Traveling cranes mounted transverse above the cell banks run in the longitudinal sense of the plant covering its surface for the transport, manipulation, insertion of the empty cathode blanks in any cell, and also for the removal, transport and manipulation of the harvested full cathodes from each cell at the beginning at the end, respectively, of each productive cycle. Industrially, the banks of cells are started and operated in such a manner that the harvests of cathodes from the respective cells are sequenced in time to maximize the use of the traveling cranes.
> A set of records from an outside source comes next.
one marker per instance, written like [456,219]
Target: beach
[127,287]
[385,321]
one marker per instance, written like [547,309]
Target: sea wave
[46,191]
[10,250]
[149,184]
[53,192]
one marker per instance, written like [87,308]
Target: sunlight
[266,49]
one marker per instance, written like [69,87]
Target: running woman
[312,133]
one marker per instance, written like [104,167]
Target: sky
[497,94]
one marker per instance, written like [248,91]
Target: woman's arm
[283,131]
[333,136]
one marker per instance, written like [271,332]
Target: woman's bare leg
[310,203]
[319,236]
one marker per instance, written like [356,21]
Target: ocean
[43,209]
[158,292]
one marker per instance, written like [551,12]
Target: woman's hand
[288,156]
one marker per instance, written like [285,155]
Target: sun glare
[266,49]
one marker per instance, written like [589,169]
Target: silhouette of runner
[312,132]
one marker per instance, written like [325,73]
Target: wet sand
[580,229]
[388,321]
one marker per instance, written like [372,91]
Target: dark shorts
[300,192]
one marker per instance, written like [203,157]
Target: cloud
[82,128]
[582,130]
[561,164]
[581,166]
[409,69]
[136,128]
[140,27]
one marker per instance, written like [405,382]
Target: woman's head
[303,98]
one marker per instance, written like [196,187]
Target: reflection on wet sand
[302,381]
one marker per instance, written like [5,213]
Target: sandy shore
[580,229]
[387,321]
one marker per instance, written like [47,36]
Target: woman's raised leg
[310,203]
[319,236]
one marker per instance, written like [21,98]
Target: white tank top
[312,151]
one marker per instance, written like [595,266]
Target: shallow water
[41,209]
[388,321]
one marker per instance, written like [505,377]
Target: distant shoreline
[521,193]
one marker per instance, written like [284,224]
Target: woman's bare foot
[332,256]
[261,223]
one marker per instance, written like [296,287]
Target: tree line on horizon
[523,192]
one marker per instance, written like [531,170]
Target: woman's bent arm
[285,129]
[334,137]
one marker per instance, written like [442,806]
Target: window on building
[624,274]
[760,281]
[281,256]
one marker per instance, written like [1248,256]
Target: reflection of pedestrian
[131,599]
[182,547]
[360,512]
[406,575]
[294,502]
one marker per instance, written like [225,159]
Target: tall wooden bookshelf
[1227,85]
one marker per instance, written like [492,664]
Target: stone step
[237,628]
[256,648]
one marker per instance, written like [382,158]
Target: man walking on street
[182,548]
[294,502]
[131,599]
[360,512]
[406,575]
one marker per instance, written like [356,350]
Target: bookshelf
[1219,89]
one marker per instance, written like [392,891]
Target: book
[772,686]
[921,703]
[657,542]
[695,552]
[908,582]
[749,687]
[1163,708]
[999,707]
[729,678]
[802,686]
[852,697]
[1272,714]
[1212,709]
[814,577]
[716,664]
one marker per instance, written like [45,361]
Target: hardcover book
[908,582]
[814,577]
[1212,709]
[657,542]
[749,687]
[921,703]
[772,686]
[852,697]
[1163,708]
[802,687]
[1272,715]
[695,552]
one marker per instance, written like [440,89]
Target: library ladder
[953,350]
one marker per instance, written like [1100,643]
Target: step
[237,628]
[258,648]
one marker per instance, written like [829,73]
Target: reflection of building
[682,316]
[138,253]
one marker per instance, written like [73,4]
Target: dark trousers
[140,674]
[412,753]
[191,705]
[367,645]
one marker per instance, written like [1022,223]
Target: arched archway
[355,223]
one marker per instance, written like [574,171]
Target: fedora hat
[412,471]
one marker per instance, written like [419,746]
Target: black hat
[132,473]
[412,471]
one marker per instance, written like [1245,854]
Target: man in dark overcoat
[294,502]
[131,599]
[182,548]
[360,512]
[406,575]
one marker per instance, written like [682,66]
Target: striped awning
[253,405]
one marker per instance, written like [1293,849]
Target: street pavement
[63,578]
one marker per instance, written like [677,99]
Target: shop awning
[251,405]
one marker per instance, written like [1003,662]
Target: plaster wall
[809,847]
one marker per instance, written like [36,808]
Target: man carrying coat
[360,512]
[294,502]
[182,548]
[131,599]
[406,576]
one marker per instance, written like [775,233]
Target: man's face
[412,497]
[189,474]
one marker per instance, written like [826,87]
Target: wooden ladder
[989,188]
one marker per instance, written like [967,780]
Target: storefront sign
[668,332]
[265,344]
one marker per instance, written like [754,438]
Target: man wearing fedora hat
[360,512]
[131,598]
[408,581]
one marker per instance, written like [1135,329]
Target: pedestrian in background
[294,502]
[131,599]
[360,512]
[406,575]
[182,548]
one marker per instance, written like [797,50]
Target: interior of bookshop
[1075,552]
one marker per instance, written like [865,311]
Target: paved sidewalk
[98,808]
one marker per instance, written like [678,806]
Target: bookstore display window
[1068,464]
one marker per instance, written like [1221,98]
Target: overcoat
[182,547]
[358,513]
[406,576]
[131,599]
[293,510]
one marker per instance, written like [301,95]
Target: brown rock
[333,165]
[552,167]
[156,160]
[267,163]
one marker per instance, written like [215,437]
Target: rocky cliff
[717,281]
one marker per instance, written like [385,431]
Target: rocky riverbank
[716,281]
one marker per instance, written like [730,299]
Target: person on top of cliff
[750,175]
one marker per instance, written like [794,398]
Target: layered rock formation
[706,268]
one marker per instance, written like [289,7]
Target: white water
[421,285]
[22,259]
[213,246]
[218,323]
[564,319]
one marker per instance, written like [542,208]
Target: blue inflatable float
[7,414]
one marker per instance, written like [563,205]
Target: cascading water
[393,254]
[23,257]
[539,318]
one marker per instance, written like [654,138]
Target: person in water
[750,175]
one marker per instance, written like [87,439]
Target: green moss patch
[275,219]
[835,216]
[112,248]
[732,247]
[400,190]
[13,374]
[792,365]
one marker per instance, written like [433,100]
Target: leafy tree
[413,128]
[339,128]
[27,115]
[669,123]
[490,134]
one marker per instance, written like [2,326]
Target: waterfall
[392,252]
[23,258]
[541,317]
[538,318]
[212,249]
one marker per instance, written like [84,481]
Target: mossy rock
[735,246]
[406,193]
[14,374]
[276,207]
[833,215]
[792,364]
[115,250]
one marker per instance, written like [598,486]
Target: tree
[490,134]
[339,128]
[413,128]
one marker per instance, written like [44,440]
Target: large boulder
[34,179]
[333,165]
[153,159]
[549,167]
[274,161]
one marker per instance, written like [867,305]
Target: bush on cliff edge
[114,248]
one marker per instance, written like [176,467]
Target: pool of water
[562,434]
At present, in the electrolytic cells of industrial hydrometallurgical electrodeposition processes of electrowinning and refining of non ferrous metals, the electrodes are energized with continuous current of high amperage and low voltage, by means of direct mechanical contacts with the electrical busbars, which are typically of machined, high purity copper. The electrical busbars are disposed longitudinally parallel between each other directly supported on electrical insulators installed over the upper edges of the lateral walls of adjacent cells in their bank. The electrodes are laminar, flat plate electrical conductors which hang transverse to the cells by means of hanger bars that project outwards from the upper vertices of the plates, made of solid copper or steel shapes with a conducting facing or lining for efficient electrical contact with the busbar. The electrodes are installed transverse to the longitudinal axis of the cells, parallel and uniformly spaced from each other, anodes and cathodes intercalated, supported on spacer electrical insulators which maintain them equidistant. The length of the electrode hanger bar is supplied to suit the width of each cell so as to reach and contact the electrical busbars disposed at both sides of each cell.

To force the passage of continuous electrical current from the anode to the cathode hanging immersed in the electrolyte solution with ions of a non ferrous metal, the points of electrical contact between the ends of each electrode hanger bar with the electric current busbar on the lateral walls of the electrolytic cells are disposed alternated. In effect, one end of the hanger bar of the first anode is in contact with the first electrical busbar, while the other end of the hanger bar of the same anode must remain electrically insulated to positively not make contact with the second busbar. The second electrical busbar must make contact with the hanger bar of the next adjacent cathode, at the opposite end, immediately contiguous to the contact of the hanger bar of the first anode, and must remain electrically isolated from the first busbar. Schematically, in the electrical circuit of the electrolytic processes of interest, the electrical current enters the electrolyte from the electric busbar typically through end in contact with the hanger bar of the first anode, down through the plate of the submerged anode, then crossing electrically the ionized solution of electrolyte and making contact with the submerged plate of the next adjacent cathode, then returning from electrolyte to the second electrical busbar through the hanger bar of the cathode in contact with it. In the electrowinning processes of non ferrous metals where the anodes are insoluble, the unit electrical scheme for “n” anodes installed in each cell and their respective “n−1” cathodes intercalated in between the anodes, assure that both faces of the cathodic plate in each basic cell are supplied with metallic ions from the respective adjacent anodes. In the processes of electrorefining, where the anodes are made of impure metal and soluble in the electrolyte, the unit electrical scheme is repeated for “n” cathodes installed with the respective “n−1” anodes intercalated in between the cathodes.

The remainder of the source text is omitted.